The increase, in large part, will go to cover the hike in costs to maintain the new course. Stastny says the new course’s annual maintenance budget will be $350,000. "Even in a good year, that would have eaten up most of our revenue from the old course," he says.

During the last two years, the 100-year-old golf course generated around $400,000 in annual revenue for Audubon Nature Institute, a total that includes greens fees and golf cart rentals for the average 32,000 to 35,000 rounds of golf played there each year.

A feasibility study for the new course projects revenue from fees and cart rentals at the new course will reach $780,000 in the first year and hit $1.2 million by the 10th year.

Stastny estimates the institute will see an additional $50,000 to $75,000 in revenue from a pro shop and food court located in the new club house.
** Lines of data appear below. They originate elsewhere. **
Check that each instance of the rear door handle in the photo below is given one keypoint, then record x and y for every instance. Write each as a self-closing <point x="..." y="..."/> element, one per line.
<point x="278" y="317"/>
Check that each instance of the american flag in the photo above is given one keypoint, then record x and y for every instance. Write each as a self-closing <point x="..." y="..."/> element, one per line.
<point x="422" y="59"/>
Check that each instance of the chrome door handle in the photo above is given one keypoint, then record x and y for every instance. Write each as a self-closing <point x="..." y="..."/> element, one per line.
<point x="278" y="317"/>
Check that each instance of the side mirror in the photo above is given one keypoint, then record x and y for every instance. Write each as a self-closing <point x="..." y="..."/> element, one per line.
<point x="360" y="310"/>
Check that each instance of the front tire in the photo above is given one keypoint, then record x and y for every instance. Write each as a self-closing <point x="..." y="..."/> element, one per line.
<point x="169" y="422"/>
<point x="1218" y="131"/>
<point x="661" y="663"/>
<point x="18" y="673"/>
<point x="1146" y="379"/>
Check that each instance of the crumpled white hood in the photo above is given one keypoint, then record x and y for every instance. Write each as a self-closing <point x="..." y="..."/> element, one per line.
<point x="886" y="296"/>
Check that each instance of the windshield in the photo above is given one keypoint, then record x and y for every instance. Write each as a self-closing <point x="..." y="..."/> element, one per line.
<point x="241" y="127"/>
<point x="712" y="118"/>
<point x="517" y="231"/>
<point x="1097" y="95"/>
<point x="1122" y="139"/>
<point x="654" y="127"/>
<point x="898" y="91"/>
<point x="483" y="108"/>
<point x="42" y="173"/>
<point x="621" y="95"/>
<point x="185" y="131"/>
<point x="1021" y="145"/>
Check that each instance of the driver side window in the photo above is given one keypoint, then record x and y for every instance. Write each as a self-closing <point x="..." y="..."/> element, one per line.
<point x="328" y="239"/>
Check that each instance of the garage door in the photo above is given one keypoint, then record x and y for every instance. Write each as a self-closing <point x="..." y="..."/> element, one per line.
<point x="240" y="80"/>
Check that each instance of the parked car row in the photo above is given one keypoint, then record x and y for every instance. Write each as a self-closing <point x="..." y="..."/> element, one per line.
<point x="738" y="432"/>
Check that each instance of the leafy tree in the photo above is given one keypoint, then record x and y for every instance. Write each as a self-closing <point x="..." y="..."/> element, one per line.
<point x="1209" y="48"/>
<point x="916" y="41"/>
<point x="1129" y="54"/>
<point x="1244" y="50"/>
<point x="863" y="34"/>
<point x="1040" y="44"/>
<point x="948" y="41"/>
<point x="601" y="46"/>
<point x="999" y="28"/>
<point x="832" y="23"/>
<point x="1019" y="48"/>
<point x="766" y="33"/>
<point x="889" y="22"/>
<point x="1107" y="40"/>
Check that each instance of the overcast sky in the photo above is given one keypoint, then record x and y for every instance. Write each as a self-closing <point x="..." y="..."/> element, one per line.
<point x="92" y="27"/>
Accessible only from Magazine Street, the new $1.5 million clubhouse replaces the old clubhouse on Walnut Street, which was privately operated by the Audubon Golf Club.

Answering criticism that the institute is more interested in financial gain than "celebrating the wonders of nature" as its motto claims, Stastny says: "We plead guilty to the charge that we need money to run our facilities."

With private donations hitting a plateau, costs rising and public money sources exhausted, he says, "that money has to come from somewhere."

Revenues from Audubon Nature Institute properties totaled $28.5 million in 2000. Operating expenses in those facilities reached $27 million, according to the institute’s year-end 2000 annual report. Year-end profits go into either a capital expenditure fund for future projects or are reinvested in physical assets, says an Audubon spokeswoman.

Audubon ended a three-year fund-raising campaign last year, which brought in nearly $60 million to pay for the new entrance at the Audubon Zoo and a new sea otter exhibit at the aquarium. A separate Audubon Annual Fund drive raised $266,000 last year, which the organization says is a record high. And the annual Bank One Zoo-To-Do fund-raiser broke the $1 million mark, also an Institute record.

Critics of the golf course plan say the institute is looking to the publicly owned Audubon Park to further its own financial agenda. They say the park was originally designed to be a public oasis for area residents, not a revenue source for its custodian.

Audubon’s Ron Forman says many New Orleanians are simply resistant to change.

The same "negative element" has fought Audubon’s restoration of the zoo and construction of the aquarium and taken issue with plans to build an insectarium downtown, he says. "But you know what? At the end of the day, they all come up and shake my hand and say: 'Man, what a beautiful project. I was with you all the way.'"

Construction of the new Audubon Golf Course began in early August and is expected to end in December, leaving time for new greens and fairways to sprout for a targeted fall 2002 opening.